Because of the extreme cold winters in the upper Great Lakes region, take the cold-hardiness of the evergreen into account when selecting. Extreme temperature fluctuations can result in die-back of branch ends and browning of foliage.

Light is also a factor in choosing a location. Most evergreens prefer full sun but some can tolerate partial sun (arborvitae, balsam fir, Douglas fir), or shade (Canada hemlock, Japanese yew).

If you decide to plant your evergreens near to areas where they will be exposed to road and sidewalk salt, choose varieties that are more salt-tolerant. Examples include: common juniper, eastern red cedar, Scotch pine, jack pine, mugo pine and Ponderosa pine.

Colorado Blue Spruce are popular trees in this area but after 20 years, may suffer because of the severe winter climate. Smaller, dwarf varieties are more likely to withstand the elements.

Planting your trees

If you are looking to plant mature-sized trees, the best option is to let your nursery plant and position the trees for you. Trees planted this way are usually guaranteed for a period of time and offer a safer return on your investment than doing it yourself.

You can plant in the spring, summer or early fall. Planting as early as possible will give the tree more time to get established before the ground freezes. Early in the season, there is a much greater variety to choose from in the local nursery. Planting too late in the fall is not recommended because they will not be able to take up much-needed water if the ground freezes before they have time to establish themselves. Keeping their needles year-round means that the trees lose water through the needles year-round, so watering is vital.

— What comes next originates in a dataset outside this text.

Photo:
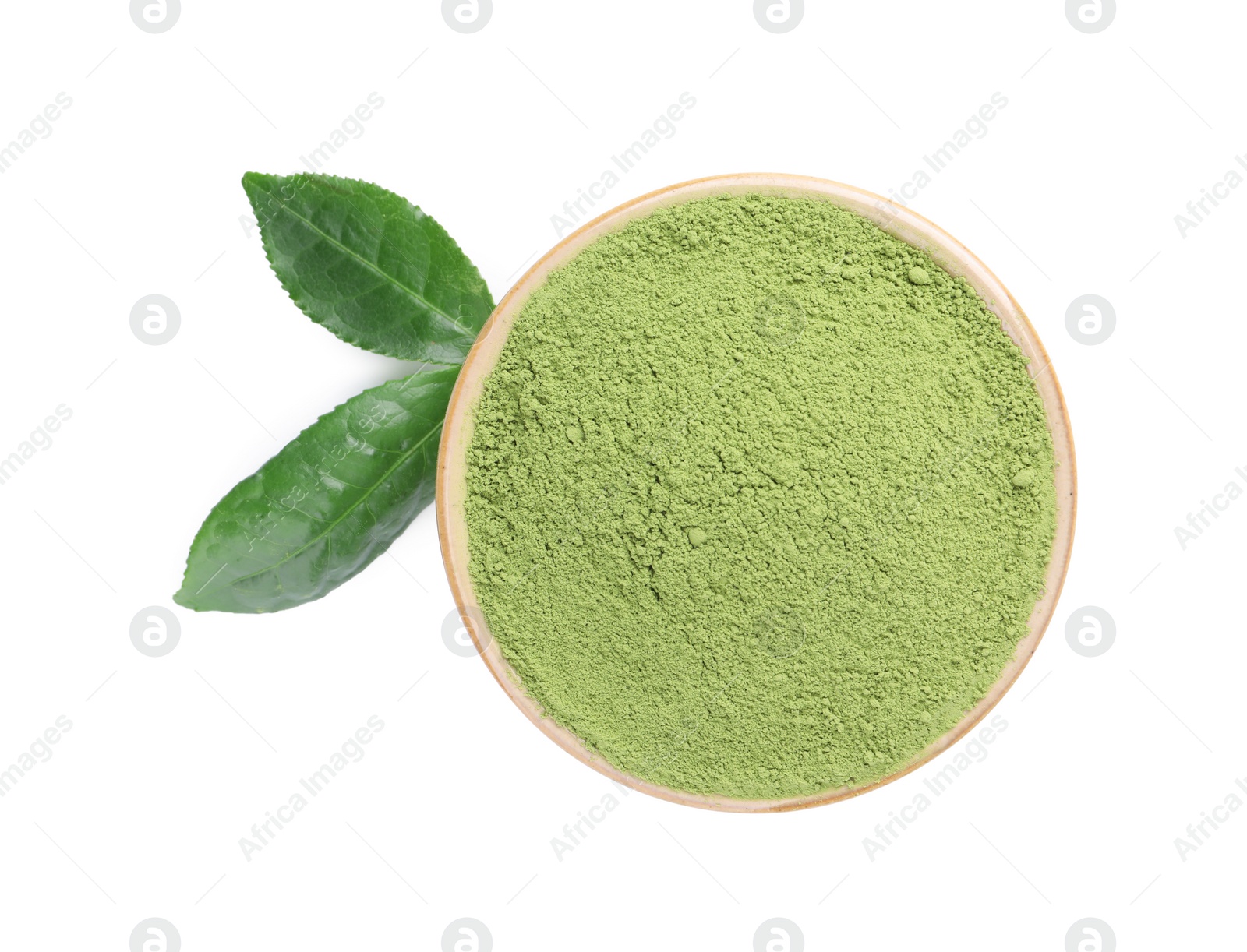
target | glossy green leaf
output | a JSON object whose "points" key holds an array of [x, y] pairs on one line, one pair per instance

Make sure to call your local utility company or Digger’s Hotline before decide to dig anywhere in your landscape.

Trees can come in many different forms, from bare-root saplings to easily-manageable potted specimens, to large balled-and-burlapped trees. Dig a hole as deep as the height of the root ball, and at least a foot wider than the width. If the plant is potted, turn it on its side and carefully slit the pot and remove the root. Untangle or cut to loosen any spiral roots to encourage root growth. Fill the hole with soil and tamp it down well. Balled and burlapped trees have unique planting requirements. The University of Minnesota Extension has an excellent guide on planting the type of tree for your site. You can access it by clicking here: www.Extension.UMN.edu

After your tree is planted, keeping it well watered is vital. Keep newly-planted trees and shrubs watered frequently until the ground freezes hard. Make sure that the tree gets a good soaking at least once a week.

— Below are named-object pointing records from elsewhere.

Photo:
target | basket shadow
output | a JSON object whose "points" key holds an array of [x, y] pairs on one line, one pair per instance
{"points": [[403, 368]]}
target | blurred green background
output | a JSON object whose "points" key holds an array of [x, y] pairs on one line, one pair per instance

In a native forest, evergreen trees are mulched by their own fallen needles and forest debris. This richly-mulched, moist soil protects against sudden temperature changes. Copying aspects of this eco-system will help keep your evergreens healthy. Apply mulch 3-4 inches deep and a few inches away from the trunk. Mulch with wood chips, shredded bark, straw, peat moss or seasoned compost, but do not lay plastic sheeting under the mulch. Doing so will not allow moisture to enter the soil. A permeable landscape cloth will keep weeds at bay while allowing water to penetrate to the roots.


In general, evergreens need less fertilizer than other plants. You can fertilize a tree if you need to stimulate growth, but if growth rate and needle color are normal, fertilization is not necessary. Trees that are planted in less than desirable sites (such as sandy or clay soil) may benefit from fertilization.